A few days ago in the company of a trusted friend, I found myself releasing tears that I didn’t even know were there. I had no idea of the weight I carried until the shelter of our friendship allowed me to feel safe enough to acknowledge it. Feeling loved allows us to open our tender hearts. Each of us is carrying more than we know. Recognizing the state we’re in is how we release the burden of our human woundedness into the healing light.
Being aware of our inner state also helps us recognize both positive and negative aspects of ourselves, and to make decisions informed by what is best in us. It helps us recognize the difference between being manipulated and being informed. It allows us to know when our actions come from a place of clarity and wisdom, and when we’re being driven by destructive emotions and blinded by a too-narrow focus.

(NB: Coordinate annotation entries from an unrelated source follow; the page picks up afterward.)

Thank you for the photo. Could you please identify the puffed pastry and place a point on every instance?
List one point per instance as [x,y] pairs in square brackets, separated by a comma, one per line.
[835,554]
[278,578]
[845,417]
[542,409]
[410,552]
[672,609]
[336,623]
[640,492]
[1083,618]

Outrage and judgment, grief and despair, are natural human emotions arising in many of us in response to the kind of leader this country has chosen to elevate. It’s important to make space in ourselves for these genuine emotions, and it is also important not to cling to them. We can allow emotion to move through us without our being consumed by it.
This is important, because however appropriate these emotional states may feel, they cannot sustain us. Neither can the agitation of an anxious mind, with its anticipation of doom and plans for catastrophe. We need a more steady source of fuel that does not burn us out. We need a connection to the quiet center within. The onslaught of analysis and outrage distracts us from connecting to the deeper wisdom that lets us know the next right step that is ours to take.
Many of us feel dismay at the prospect of dismantled safeguards and deconstructed institutions that may occur in the coming months. Nonetheless, the values that gave rise to those structures remain. Values such as education, justice, civility, and kindness are strengthened and preserved in the lived experience of individual people. We have the power to guard them at the micro-local level where we live our lives.
We all have a choice in where to place our attention and energy. I have limited ability to effect change at the national level, which is the focus of most news reporting. There are others in a better position than I to navigate those political waters; perhaps I can find ways to support them. Yet I do have agency. I trust that each of us has important work to do right where we are. In fact, that is the only place where we can work.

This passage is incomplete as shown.